In lines 13-14, you get a different idea, though it's related to the first one. The speaker tells the person he is talking to that, because he (the speaker) is going to die soon, the other person should treasure their love all the more.
Fair enough—so why are we reading this poem exactly? Well, the thing is that, this being a poem and all, it's a lot less about what the poet says and a lot more about how he says it. In this case, how the poet says it makes all the difference. That's because Sonnet 73 is really all about the poet showing off—by using a different main metaphor in each of the three quatrains.

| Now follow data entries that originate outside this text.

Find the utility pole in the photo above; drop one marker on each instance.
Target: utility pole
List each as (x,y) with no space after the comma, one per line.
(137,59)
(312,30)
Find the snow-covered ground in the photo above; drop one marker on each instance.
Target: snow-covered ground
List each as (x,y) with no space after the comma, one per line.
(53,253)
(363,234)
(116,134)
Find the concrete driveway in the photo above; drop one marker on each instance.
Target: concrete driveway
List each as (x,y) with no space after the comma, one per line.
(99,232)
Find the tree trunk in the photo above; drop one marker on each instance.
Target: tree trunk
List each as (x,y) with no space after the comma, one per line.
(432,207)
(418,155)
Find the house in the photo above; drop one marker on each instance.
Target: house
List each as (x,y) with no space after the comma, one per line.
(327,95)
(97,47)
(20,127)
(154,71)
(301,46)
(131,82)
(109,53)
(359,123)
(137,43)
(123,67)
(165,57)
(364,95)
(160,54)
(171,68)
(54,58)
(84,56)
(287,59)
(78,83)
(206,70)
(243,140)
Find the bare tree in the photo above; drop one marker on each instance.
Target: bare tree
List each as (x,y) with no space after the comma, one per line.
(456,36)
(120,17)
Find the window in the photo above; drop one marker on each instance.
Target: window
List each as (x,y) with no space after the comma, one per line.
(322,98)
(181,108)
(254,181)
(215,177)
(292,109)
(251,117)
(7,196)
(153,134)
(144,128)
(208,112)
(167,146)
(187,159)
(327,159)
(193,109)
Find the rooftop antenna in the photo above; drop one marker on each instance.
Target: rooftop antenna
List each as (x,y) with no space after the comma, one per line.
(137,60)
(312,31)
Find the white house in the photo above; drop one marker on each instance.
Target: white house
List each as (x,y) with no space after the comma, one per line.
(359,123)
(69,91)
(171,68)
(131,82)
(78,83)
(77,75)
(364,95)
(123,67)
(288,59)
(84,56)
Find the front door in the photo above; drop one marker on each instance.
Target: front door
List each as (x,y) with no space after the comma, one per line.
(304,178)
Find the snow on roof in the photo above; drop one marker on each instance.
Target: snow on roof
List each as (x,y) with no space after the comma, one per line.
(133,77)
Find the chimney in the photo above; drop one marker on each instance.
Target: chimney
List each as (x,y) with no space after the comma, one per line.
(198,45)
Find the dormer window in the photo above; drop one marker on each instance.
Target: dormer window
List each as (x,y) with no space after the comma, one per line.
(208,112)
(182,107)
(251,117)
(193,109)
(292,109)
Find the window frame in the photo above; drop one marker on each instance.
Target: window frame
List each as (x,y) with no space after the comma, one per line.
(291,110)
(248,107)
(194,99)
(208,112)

In quatrain 1, the main idea is all about the changing of the seasons: the speaker compares his middle-aged self to a tree that is losing its leaves in fall. In quatrain 2, he changes imagery. Now, the speaker compares himself to a fading sunset. Then, in quatrain 3, he changes things up again, this time comparing himself to the last glow of a fire in the process of burning out.
Throughout all this time, we haven't heard anything about love, or the specific relationship between the speaker and whomever he is speaking to. So when the concluding couplet comes around, it gets to have a nice surprise effect by revealing exactly the details that have remained hidden until now. This is all pretty nifty, in Shmoop's humble opinion.